La integración suramericana es “irreversible”, dice Secretaria de Unasur

mejiaLa secretaria general de Unasur, la colombiana María Emma Mejía, cree que el proceso de integración de Suramérica es “irreversible”, pero al mismo tiempo afirmó que la entidad no se transformará en un “suprapoder”, como a su juicio ha ocurrido en Europa.

Mejía hizo balance del último año de la Unión de Naciones Suramericanas (Unasur) en la sede temporal de la secretaría, prestada por Ecuador, con la mirada ya puesta en el 11 de junio, cuando entregará el cargo al venezolano Alí Rodríguez.

Dijo que en este año se ha transformado “en un ente que está para quedarse, que no es un ejercicio más de un intento fallido de integración, sino que hay un compromiso ya que va más allá de una voluntad política y que queda establecido legalmente”.

Cuando ella se mudó a la antigua academia diplomática de Ecuador, cerca del centro de Quito, la Unasur acababa de nacer jurídicamente, aunque había operado incluso sin ese requisito bajo la batuta del expresidente argentino Néstor Kirchner.

Tras su muerte repentina, los doce países miembros fueron incapaces de llegar a un consenso para elegir a un sucesor y apostaron “a lo único impensable” poco tiempo atrás, que Colombia se turnara en la secretaría con Venezuela, confesó Mejía.

La excanciller colombiana entregará las llaves de su despacho al venezolano Alí Rodríguez en una ceremonia en Bogotá el 11 de junio, ya superadas las tensiones que empañaron las relaciones entre ambos países hace unos años.

Mejía llegó a una Secretaría General sin asignación económica y que operó con aportaciones materiales de Ecuador y Colombia. La entidad ni siquiera tenía un reglamento que regulase sus funciones y las obligaciones de los países miembros.

La situación es muy distinta ahora, según Mejía, que ve el proceso de institucionalización de Unasur como uno de los logros de su mandato.

Actualmente existen ocho consejos ministeriales, los escasos puntos pendientes del reglamento se definirán en una reunión previa al 11 de junio y han comenzado a llegar fondos de los países, que también han enviado funcionarios a la sede temporal de la Unasur.

Los aportes se basan en una fórmula que combina la población, el producto interno bruto (PIB) y las exportaciones, de manera que no hay países que den de forma desmesurada ni otros que contribuyan muy poco, explicó Mejía. La Unasur no ha divulgado aun el valor que le corresponde a cada uno.

Defensa es uno de los ámbitos donde más se nota el impacto de la entidad, a juicio de Mejía, que apuntó que anteriormente los ministros del ramo apenas hablaban entre sí.

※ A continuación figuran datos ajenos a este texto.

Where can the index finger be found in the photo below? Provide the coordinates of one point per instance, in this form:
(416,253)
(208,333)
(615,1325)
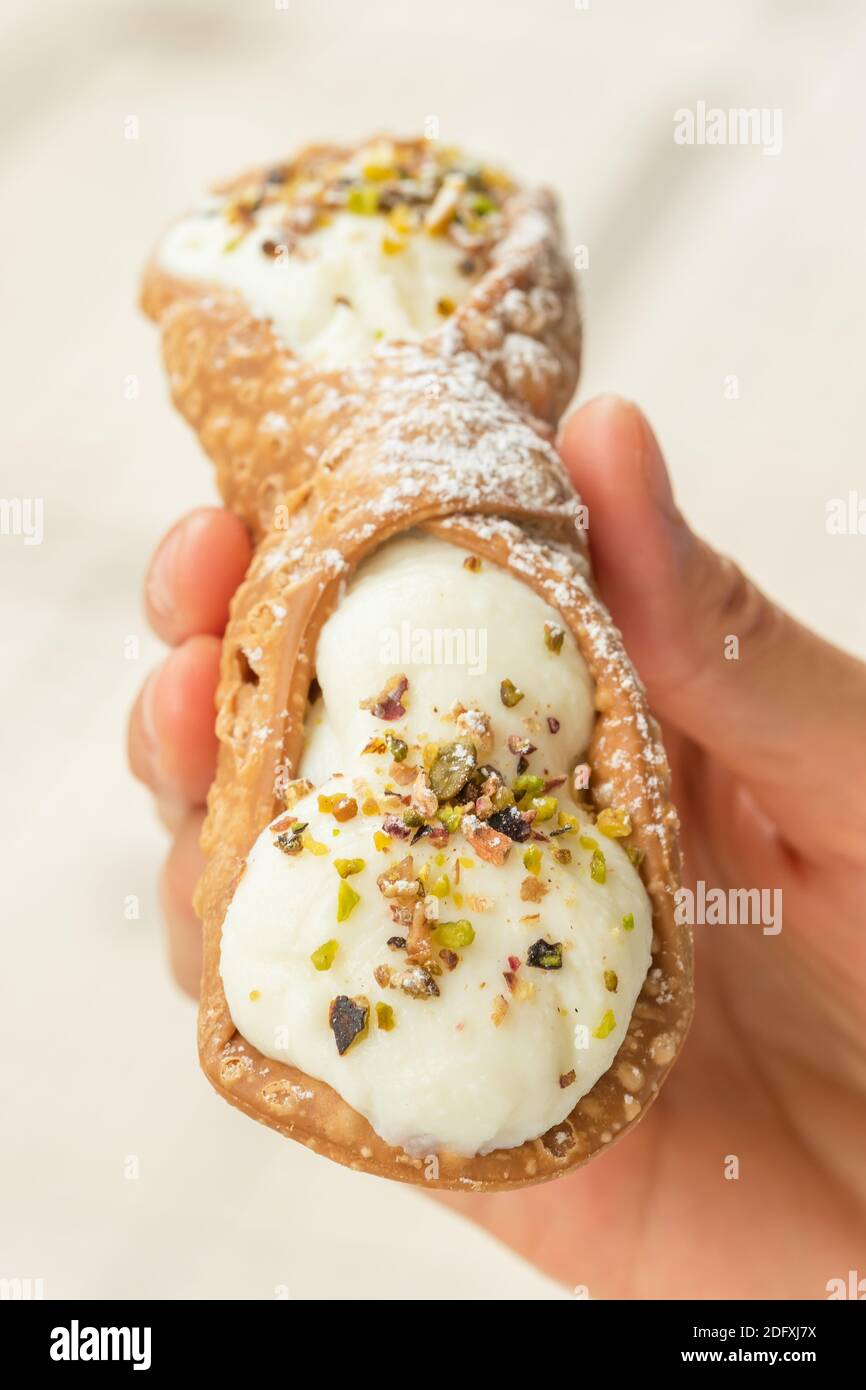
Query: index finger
(193,573)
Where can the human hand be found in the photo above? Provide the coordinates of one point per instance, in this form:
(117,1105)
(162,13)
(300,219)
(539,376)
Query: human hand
(769,777)
(769,761)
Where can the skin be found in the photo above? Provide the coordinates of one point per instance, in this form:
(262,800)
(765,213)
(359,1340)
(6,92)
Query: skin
(769,766)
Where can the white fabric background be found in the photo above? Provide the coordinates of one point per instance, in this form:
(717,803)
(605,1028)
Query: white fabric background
(705,262)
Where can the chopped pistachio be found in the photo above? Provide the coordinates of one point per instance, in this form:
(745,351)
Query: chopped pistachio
(384,1016)
(531,859)
(338,805)
(605,1026)
(553,637)
(452,767)
(451,818)
(363,200)
(545,955)
(323,957)
(453,934)
(544,806)
(346,868)
(509,694)
(398,747)
(613,823)
(346,901)
(291,841)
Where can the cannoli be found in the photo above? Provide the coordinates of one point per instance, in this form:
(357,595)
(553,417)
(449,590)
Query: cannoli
(438,908)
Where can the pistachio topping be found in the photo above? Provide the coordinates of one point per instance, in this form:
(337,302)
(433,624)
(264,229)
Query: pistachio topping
(384,1018)
(452,767)
(509,694)
(545,955)
(598,866)
(489,844)
(346,901)
(555,637)
(388,704)
(451,818)
(531,859)
(324,955)
(452,936)
(291,841)
(606,1025)
(613,823)
(346,868)
(338,805)
(398,747)
(510,822)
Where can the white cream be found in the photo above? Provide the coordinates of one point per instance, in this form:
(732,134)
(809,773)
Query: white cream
(303,291)
(446,1076)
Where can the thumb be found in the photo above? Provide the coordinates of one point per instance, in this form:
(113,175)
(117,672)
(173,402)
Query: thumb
(774,702)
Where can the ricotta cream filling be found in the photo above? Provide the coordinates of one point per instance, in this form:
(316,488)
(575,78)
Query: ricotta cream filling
(510,1040)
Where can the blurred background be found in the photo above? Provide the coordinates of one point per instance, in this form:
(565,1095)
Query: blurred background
(724,292)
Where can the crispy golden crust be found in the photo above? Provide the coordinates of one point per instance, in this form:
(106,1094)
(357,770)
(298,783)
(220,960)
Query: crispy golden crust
(448,435)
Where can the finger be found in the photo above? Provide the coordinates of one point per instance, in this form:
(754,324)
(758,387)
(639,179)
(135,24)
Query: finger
(719,659)
(181,873)
(173,744)
(193,573)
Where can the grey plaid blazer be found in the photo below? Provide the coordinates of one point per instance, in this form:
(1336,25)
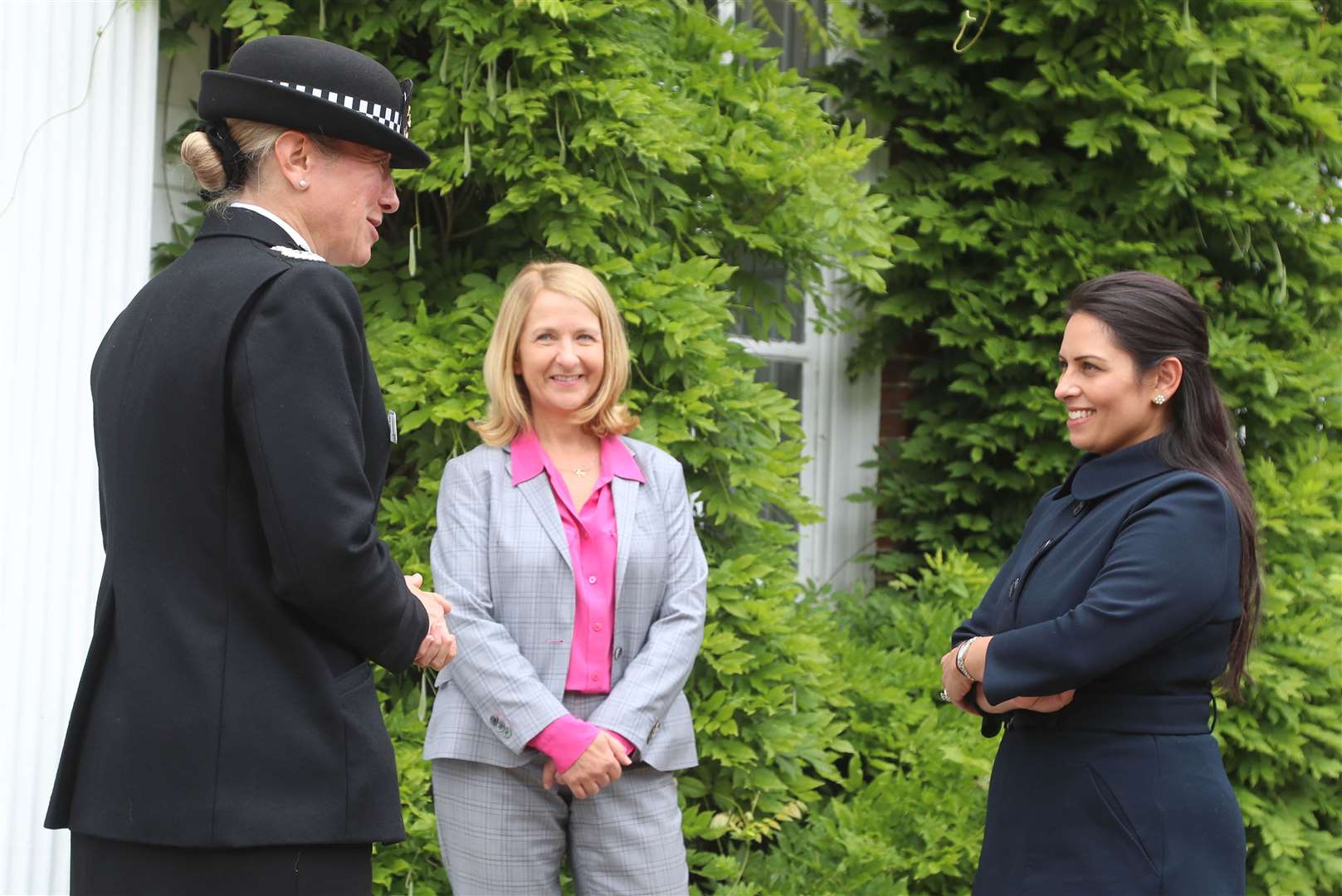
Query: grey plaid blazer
(500,557)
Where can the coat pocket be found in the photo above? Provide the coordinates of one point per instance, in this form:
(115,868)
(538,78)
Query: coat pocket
(1115,809)
(371,787)
(1081,836)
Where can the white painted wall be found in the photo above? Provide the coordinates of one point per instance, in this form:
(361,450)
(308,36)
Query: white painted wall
(74,241)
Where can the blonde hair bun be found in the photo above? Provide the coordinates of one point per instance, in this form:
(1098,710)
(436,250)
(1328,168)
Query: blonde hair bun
(203,160)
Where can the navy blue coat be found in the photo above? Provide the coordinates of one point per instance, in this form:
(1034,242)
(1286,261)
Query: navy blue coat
(1125,587)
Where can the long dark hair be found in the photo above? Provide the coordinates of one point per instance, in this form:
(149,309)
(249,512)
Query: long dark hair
(1153,318)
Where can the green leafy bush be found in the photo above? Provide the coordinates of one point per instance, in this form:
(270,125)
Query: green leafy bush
(648,141)
(1196,139)
(910,811)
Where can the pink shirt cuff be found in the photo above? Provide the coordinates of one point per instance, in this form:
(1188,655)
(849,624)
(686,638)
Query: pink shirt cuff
(567,738)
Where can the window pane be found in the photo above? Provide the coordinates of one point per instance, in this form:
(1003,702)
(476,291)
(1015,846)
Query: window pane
(793,39)
(763,309)
(785,374)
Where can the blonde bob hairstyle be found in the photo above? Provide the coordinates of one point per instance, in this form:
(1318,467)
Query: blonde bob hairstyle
(510,407)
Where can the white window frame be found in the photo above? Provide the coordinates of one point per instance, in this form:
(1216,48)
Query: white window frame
(842,424)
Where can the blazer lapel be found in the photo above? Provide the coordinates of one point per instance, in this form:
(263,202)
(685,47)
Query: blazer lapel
(539,495)
(626,493)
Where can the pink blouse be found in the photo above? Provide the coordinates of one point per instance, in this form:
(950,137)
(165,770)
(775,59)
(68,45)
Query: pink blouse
(592,549)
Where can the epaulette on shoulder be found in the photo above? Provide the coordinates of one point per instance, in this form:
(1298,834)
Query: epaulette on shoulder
(297,254)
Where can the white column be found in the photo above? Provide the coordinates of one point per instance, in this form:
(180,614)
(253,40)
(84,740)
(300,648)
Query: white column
(76,193)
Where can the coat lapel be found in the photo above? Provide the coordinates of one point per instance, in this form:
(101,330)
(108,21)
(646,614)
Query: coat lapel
(626,493)
(539,495)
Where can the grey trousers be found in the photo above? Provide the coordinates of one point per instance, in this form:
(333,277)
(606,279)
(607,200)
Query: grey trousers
(504,835)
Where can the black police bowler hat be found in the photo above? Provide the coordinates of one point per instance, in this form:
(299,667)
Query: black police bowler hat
(319,87)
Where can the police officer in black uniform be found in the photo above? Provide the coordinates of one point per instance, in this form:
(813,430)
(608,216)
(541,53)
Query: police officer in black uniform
(226,735)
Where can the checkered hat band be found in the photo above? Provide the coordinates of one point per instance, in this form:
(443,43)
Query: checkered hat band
(384,115)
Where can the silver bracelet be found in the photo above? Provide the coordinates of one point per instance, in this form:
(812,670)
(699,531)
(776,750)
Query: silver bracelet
(959,658)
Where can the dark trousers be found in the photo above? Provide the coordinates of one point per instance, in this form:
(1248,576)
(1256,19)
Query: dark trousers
(102,867)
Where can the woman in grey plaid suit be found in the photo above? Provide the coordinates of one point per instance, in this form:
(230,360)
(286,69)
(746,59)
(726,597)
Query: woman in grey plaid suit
(569,554)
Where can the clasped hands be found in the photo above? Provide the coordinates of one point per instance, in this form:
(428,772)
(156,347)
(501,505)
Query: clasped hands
(439,645)
(598,765)
(976,658)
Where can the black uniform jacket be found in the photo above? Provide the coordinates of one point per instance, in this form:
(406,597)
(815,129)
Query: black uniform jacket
(242,443)
(1124,585)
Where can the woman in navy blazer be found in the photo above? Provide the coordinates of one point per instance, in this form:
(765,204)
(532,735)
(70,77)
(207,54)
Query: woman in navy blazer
(1131,591)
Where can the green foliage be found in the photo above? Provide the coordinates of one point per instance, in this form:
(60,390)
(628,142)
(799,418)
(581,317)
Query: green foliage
(617,136)
(1196,139)
(910,811)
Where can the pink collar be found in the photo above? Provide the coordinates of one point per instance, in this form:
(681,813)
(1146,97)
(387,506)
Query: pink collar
(529,458)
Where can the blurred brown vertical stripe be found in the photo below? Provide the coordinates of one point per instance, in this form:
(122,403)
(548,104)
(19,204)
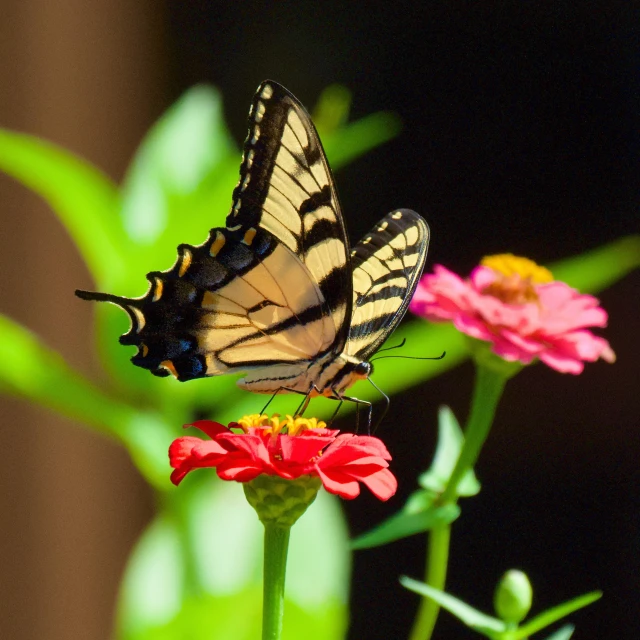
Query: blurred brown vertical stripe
(89,76)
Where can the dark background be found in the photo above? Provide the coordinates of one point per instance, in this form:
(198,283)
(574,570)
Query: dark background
(520,134)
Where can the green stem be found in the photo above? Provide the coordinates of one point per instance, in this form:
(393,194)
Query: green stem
(276,544)
(488,388)
(435,575)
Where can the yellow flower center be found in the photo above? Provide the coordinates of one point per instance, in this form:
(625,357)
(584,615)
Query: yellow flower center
(517,278)
(293,426)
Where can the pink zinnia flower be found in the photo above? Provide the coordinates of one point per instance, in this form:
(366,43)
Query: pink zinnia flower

Por ello, calificó como un “enorme paso de confianza mutua” que los países miembros hayan divulgado lo que cada uno gasta en defensa.

Otro área de progreso es infraestructura, puesto que los gobiernos han elaborado un plan que prevé una inversión de 21.000 millones de dólares en los próximos 10 años.

Mejía lo calificó como “el plan más ambicioso desde que el Libertador (Simón Bolívar) se escribía con el Mariscal Sucre de por dónde iban a cruzar las montañas sus ejércitos, que son el diseño de las carreteras de hoy”.

En base a esos avances, la secretaria general considera que el proceso de integración suramericana “es real, es irreversible y muy definitivo”.

Mejía aclaró que el ideal no es convertirse en una Unión Europea y tildó de “un gravísimo error” el sacrificar la soberanía nacional “en aras de una soberanía común”.

Dijo que en Europa se instauró “un suprapoder que dictaba doctrina” y destacó el valor de las posturas ideológicas diversas en en el seno de la Unasur.

Al mismo tiempo que Suramérica se ha fortalecido como región, la relación con Estados Unidos ha cambiado, explicó. “Yo veo una relación de pares. Hay un respeto mayor”, afirmó.

Un factor importante es la entrada de Pekín como un gran socio comercial e inversor, lo que ha dado importancia a los ejes de comunicación este-oeste, con salida a China. “El peso se ha invertido”, dijo Mejía.

La secretaria general destacó como una “ambición” pendiente potenciar el comercio dentro de Suramérica, que solo asciende a aproximadamente el 20 % del total, según dijo. Eso será tarea para su sucesor.